# Cap income tax levels



## Purple (25 Jun 2012)

How much income tax should one person have to pay?
Should any one person have to pay more than a million euro in income tax?
Remember that they'll pay VAT on what they spend and other taxes. 

Why not set a cap above which people stop paying income tax?
If it was one million what would the loss be? Would it bring income into the country that currently never gets repatriated?
Would we attract wealth creators like they do in Switzerland?
Would be see an increase in spending in luxury goods?

Another advantage is that most of the tax avoidance industry would cease to exist overnight.


----------



## Brendan Burgess (25 Jun 2012)

An interesting idea. I feel the boat really rocking. 



> Remember that they'll pay VAT on what they spend and other taxes.


I have heard it argued that income tax should be abolished and replaced with very high expenditure taxes which are much more difficult to avoid. 

However, wealthy people spend far more of their income on imported goods, so I don't think that this would work in an open economy like Ireland. 

Income tax is progressive.  Expenditure taxes are not.



I think that the current balance is about right.


----------



## shnaek (26 Jun 2012)

Definition of Progressive from Dictionary.com:

favoring or advocating progress,  change, improvement, or reform, as opposed to wishing to maintain things as they are

Does our income tax system advocate progress? I would suggest that it does not. I would suggest that only a flat rate tax advocates progress, and that taxing people for working extra hard, or for working overtime doesn't advocate progress or improvement. 

Taxing people more and more is the easy way out. We know this because governments do it, and Monarchs and Lords did it before them. 

We should incentivise work. I would prefer flat rate rather than tax cap as it would be easier to sell. Everyone pays the same. A cap on income tax would never fly with the masses. But I do agree 100% that we should be trying to attract wealth creators here just as we have attracted many of the top multinationals here.


----------



## Purple (27 Jun 2012)

Brendan Burgess said:


> An interesting idea. I feel the boat really rocking.
> 
> I have heard it argued that income tax should be abolished and replaced with very high expenditure taxes which are much more difficult to avoid.
> 
> ...



If there was a cap I don't think those on very high incomes would pay much less, they would just not pay their accountants and solicitors as much to avoid paying their income tax.


----------



## Brendan Burgess (27 Jun 2012)

shnaek said:


> Definition of Progressive from Dictionary.com:
> 
> favoring or advocating progress,  change, improvement, or reform, as opposed to wishing to maintain things as they are
> 
> .



Definition of "Progressive Tax" from Investopedia



> *Definition of 'Progressive Tax'*
> 
> A tax that takes a larger percentage from the income of high-income earners than it does from low-income individuals.
> Read more: http://www.investopedia.com/terms/p/progressivetax.asp#ixzz1z1Sb0CXk
> ​


----------



## Brendan Burgess (27 Jun 2012)

Purple said:


> If there was a cap I don't think those on very high incomes would pay much less, they would just not pay their accountants and solicitors as much to avoid paying their income tax.



The solution to that is to simplify the tax system.  

Reducing the fees paid for tax planning may be a good idea in itself, but it is not a reason for setting tax policy.


----------



## Chris (28 Jun 2012)

Not sure about a cap, but a low flat rate would beis good start.
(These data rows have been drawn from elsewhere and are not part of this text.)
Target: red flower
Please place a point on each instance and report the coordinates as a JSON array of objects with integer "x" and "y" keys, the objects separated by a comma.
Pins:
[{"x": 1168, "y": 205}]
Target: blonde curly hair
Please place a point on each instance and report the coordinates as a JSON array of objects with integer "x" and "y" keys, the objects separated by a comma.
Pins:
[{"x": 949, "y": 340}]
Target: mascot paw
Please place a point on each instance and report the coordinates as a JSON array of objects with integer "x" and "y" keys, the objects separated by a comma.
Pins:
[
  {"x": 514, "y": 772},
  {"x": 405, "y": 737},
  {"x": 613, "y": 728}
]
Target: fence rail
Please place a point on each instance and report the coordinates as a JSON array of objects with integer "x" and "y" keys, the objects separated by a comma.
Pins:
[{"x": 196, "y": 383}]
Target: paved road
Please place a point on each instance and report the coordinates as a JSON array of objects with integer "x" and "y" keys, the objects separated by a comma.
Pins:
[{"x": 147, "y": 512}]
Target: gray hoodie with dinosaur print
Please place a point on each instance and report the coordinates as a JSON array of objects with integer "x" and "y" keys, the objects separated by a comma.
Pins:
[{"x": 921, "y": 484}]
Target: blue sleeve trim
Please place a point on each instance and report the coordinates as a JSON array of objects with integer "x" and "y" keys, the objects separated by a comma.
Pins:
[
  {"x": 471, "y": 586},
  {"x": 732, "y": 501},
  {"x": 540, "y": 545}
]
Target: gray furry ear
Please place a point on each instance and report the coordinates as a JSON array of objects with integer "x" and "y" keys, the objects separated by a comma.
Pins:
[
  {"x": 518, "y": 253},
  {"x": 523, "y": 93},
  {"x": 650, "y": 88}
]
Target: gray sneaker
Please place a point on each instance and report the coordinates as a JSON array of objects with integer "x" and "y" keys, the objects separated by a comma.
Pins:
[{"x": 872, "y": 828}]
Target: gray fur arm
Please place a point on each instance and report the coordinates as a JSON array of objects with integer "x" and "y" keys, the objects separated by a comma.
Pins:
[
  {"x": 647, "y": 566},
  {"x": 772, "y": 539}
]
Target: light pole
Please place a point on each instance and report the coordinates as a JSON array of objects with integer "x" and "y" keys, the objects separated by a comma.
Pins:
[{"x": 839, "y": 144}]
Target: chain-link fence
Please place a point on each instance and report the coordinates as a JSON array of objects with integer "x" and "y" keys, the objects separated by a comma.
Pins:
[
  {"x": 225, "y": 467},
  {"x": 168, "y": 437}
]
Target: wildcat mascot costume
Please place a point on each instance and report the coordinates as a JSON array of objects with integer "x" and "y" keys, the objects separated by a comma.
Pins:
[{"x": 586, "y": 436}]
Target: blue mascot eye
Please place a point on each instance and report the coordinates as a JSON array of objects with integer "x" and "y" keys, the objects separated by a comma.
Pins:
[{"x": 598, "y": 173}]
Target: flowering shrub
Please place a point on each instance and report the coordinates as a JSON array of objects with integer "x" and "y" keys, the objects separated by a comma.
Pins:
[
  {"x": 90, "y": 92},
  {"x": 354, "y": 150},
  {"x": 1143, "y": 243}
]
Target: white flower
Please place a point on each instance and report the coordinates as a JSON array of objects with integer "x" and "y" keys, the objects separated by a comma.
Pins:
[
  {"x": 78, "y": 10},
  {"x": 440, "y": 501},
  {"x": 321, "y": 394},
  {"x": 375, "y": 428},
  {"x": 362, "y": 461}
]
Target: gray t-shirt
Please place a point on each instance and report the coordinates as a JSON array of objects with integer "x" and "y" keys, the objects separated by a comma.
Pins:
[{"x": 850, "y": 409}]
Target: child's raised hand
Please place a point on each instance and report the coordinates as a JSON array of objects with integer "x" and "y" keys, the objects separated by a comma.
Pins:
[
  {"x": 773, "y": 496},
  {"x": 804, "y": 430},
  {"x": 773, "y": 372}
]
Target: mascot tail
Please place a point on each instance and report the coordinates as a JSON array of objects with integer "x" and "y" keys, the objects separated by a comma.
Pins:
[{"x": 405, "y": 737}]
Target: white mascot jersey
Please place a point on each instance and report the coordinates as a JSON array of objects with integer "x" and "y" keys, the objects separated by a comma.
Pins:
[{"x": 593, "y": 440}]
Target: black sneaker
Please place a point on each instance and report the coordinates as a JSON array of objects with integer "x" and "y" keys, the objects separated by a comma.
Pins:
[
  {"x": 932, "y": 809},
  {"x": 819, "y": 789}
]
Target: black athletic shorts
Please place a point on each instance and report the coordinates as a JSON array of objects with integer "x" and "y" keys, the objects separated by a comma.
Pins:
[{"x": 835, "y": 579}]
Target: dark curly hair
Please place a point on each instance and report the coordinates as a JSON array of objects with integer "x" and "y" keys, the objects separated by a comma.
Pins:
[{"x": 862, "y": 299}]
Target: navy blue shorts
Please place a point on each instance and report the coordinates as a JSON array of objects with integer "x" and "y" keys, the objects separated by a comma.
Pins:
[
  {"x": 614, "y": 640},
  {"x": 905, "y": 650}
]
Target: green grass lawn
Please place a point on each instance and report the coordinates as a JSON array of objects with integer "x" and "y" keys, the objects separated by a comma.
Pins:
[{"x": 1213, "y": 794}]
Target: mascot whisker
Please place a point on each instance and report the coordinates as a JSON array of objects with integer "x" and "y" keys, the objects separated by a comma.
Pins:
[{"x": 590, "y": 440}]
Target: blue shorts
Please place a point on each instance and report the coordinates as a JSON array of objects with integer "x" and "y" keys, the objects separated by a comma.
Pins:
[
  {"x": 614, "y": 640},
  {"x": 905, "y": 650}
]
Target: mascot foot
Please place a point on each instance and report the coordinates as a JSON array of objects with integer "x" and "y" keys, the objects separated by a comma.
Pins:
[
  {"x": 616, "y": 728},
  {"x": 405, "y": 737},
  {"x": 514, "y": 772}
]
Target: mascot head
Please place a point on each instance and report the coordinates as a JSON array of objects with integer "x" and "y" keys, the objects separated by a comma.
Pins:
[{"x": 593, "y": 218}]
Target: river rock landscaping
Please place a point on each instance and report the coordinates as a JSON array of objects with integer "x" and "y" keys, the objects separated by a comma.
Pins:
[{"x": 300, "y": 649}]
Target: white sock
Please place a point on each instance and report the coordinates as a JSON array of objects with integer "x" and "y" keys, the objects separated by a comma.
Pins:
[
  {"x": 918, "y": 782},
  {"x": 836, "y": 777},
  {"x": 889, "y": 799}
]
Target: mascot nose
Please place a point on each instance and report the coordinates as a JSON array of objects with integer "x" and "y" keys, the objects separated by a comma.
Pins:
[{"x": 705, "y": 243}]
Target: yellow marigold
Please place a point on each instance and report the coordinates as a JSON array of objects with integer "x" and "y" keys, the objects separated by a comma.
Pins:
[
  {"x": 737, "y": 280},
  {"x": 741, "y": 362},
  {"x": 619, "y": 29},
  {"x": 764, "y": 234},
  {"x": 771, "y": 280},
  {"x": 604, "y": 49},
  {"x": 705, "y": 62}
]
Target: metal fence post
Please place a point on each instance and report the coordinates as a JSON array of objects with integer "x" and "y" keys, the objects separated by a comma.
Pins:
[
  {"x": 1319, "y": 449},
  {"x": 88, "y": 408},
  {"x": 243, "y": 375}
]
Read a good comment a while back from the US, where similar to Ireland 50% of people don't pay income tax. It went something like "50% of people pay no income tax, let's work towards making that 100%."

I would be very much in favour of a consumption tax with one idea I read being relatively simple. You declare your wealth at the start if the year, plus your income for the year and subtract your wealth at the end of the year. This will give you a value that reflects what you spent in the year, and you are taxed on that value. This encourages working, encourages saving/investment and discourages spending. It also gives people the power to vote against government spending with their feet by reducing spending and thereby their tax bill.


----------



## shnaek (28 Jun 2012)

Brendan Burgess said:


> The solution to that is to simplify the tax system.



And what would be simpler than a flat rate tax?



Brendan Burgess said:


> Definition of "Progressive Tax" from Investopedia



Indeed, but in your post above you said that income tax was progressive, not that it was a 'Progressive Tax'. It is a distinction that most people ignore, such is the genius of calling the thing 'progressive' in the first place. Makes everyone assume that the opposite is 'regressive' when it has nothing to to with 'progress' or 'regress' in the first place - it is merely a very clever name.

So can I now christen the flat rate tax system 'Good Tax'? I can add it to investopedia and then all other taxation systems will be seen as bad. Or perhaps we should christen it 'Sensible Tax' - has a nicer ring to it. When people argue against it, we can counter that it is sensible, and thus we win the argument


----------



## Brendan Burgess (28 Jun 2012)

> And what would be simpler than a flat rate tax?



The simplest tax system would be to abolish all tax. 

The current system is too complicated. It should be simplifed. But having one tax system would be better than having tax and USC, for example. 

But there is nothing complicated about having a progressive tax system. Three rates of tax would be very easy to administer. 

Eliminate as far as possible the various tax incentives which have been introduced. 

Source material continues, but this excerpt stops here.